Ultimately, he suggested that the lessons learned using technology borrowed from the graphics industry could find its way back into the world of gaming. 'The gaming industry itself is very interested in AI because it wants to give artificial players increasing intelligence,' said Shanahan. 'Already, it uses quite a lot of old-fashioned traditional AI techniques to do that, but, potentially, you can see that it would be interested in endowing them with more intelligence using the kind of technology that we're developing using the technology that it originally developed.'
Elsewhere, the flow of technology between the gaming industry and other sectors is more explicit.

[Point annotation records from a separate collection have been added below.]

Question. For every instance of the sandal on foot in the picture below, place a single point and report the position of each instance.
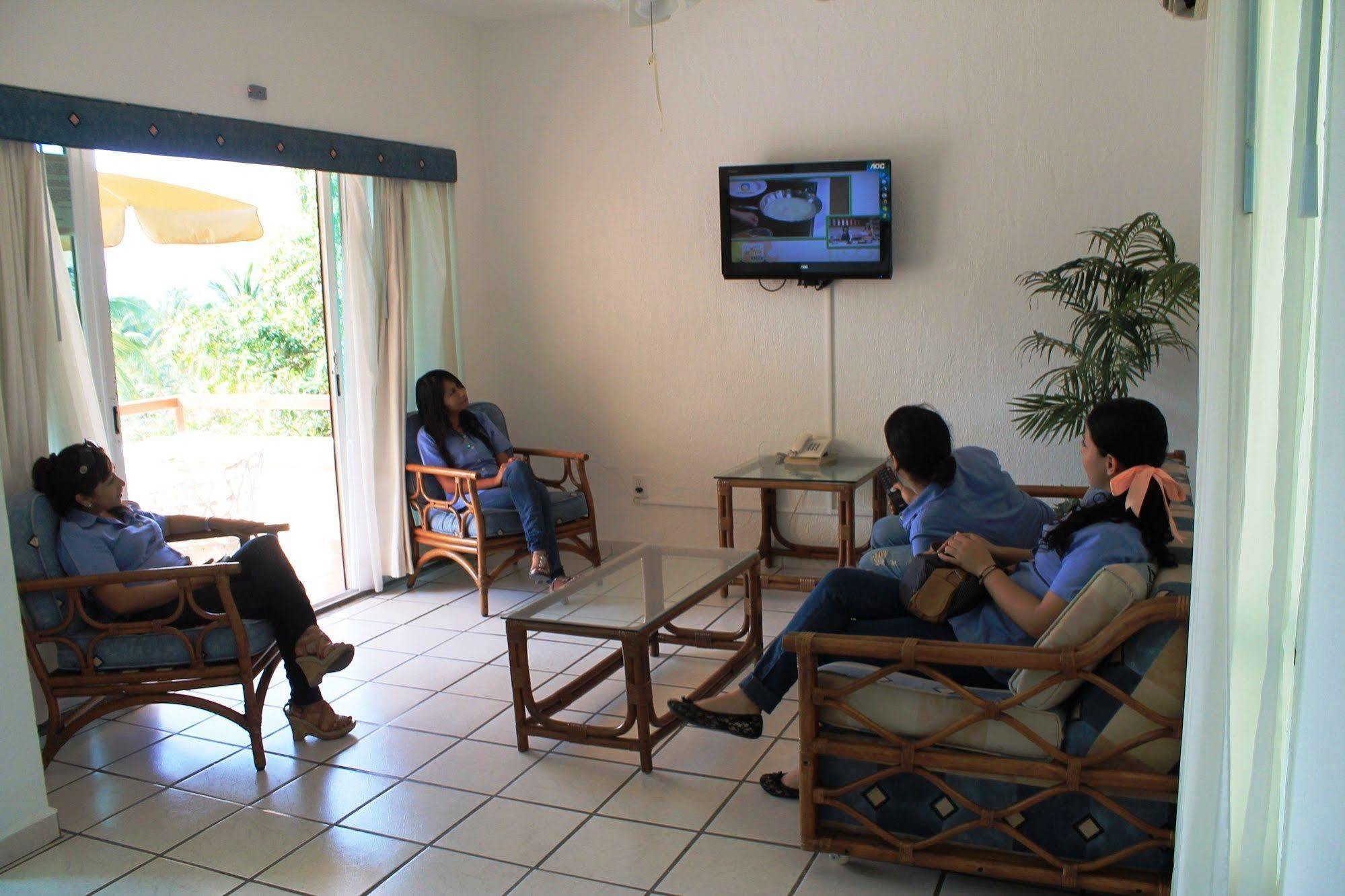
(774, 785)
(301, 727)
(315, 667)
(739, 724)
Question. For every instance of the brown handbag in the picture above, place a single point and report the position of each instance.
(934, 590)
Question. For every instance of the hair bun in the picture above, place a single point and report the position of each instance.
(42, 473)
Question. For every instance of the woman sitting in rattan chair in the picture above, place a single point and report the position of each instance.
(452, 437)
(101, 533)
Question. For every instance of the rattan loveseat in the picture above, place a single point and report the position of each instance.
(1066, 778)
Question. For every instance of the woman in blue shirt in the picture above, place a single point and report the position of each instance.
(452, 437)
(1124, 520)
(946, 490)
(101, 533)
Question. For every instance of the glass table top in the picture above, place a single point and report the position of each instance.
(637, 587)
(845, 470)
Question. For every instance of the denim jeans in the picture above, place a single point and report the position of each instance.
(889, 550)
(849, 602)
(525, 494)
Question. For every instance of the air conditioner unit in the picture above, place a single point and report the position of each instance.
(1188, 9)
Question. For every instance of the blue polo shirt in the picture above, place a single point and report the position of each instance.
(92, 546)
(1090, 550)
(463, 451)
(982, 498)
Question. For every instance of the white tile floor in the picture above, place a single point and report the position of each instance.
(432, 794)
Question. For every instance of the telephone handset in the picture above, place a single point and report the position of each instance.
(807, 446)
(810, 451)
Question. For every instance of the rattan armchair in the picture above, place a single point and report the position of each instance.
(1067, 778)
(226, 650)
(474, 540)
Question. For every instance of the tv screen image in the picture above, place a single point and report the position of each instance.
(825, 220)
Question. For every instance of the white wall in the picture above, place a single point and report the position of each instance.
(603, 322)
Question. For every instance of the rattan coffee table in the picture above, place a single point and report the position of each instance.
(635, 601)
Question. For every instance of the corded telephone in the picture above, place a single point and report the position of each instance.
(810, 451)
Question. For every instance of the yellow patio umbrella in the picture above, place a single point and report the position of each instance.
(172, 215)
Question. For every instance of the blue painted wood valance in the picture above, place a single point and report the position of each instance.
(38, 116)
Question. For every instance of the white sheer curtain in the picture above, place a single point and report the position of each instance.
(432, 321)
(48, 399)
(397, 315)
(1257, 399)
(374, 334)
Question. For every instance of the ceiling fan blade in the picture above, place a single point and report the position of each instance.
(646, 11)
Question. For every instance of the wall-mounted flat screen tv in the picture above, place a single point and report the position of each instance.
(814, 221)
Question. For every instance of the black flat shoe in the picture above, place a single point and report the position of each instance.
(737, 724)
(774, 785)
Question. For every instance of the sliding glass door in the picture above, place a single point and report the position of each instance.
(209, 302)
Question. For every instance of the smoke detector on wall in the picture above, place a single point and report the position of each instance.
(1188, 9)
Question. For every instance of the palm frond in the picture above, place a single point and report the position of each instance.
(1128, 297)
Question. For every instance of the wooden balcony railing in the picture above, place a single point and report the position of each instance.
(214, 402)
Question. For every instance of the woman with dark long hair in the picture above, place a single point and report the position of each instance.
(101, 533)
(452, 437)
(1122, 520)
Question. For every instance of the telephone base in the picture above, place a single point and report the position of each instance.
(810, 463)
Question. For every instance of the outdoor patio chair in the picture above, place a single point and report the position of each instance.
(118, 665)
(456, 532)
(1067, 777)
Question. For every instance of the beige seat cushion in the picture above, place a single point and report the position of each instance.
(1106, 597)
(915, 707)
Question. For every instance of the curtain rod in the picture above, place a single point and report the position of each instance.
(86, 123)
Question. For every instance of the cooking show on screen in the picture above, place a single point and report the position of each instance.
(834, 216)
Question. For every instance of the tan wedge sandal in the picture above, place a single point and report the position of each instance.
(301, 727)
(314, 664)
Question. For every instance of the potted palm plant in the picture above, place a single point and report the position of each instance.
(1130, 297)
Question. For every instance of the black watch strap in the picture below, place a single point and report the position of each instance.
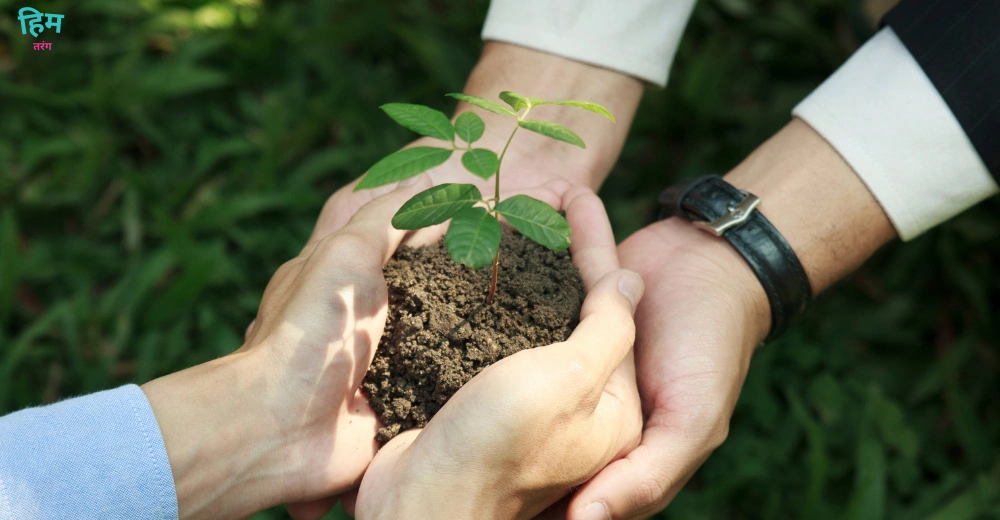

One of Shanahan's Imperial colleagues, Dave Taylor, who heads up the Virtual Worlds and Medical Media programme, is investigating the application of virtual worlds such as Second Life to healthcare provision.
'Games technology and virtual worlds lend themselves to many applications in science and technology but also in healthcare — specifically in simulation visualisation training teams where people can practise in a safe environment,' he said.
In one trial, Taylor's team developed a virtual ward for a group of staff nurses at St Mary's Hospital in West London to enable them to practise and test their reactions to unexpected situations. Many nurses would no doubt baulk at the prospect of spending their already stretched time resources playing computer games, but, according to Taylor, the trial has gone well. 'The research we've done indicates that they find the situations realistic and are going through thought processes that they would go through in a real ward with a real patient — we think this would be a useful adjunct to training that is normally given on the use of medicine.'
Although some commentators have accused the government of wasting tax payers money on 'fantasy worlds', he is adamant that the technology has a useful role to play in the health service. 'Virtual worlds can be used by clinical staff to practise situations that don't occur very often but, when they do, you need to know how to manage them,' explained Taylor. 'Generally speaking, people have realised that in playing a game people learn an awful lot — if you can develop a game to impart factual information, then people will pick up that factual information.'
While Taylor identifies the training potential of gaming, Shanahan prefers to see the gaming industry as a useful research-and-development seed bed — a font of creativity that, because it is unconstrained by the critical tolerances found in automotive or healthcare industries, for instance, can afford to take risks. 'You don't need to make the leap all the way to something that is guaranteed,' he said. 'The technology can develop more quickly — developers can take greater risks.' Ultimately, he believes, this could benefit all of us.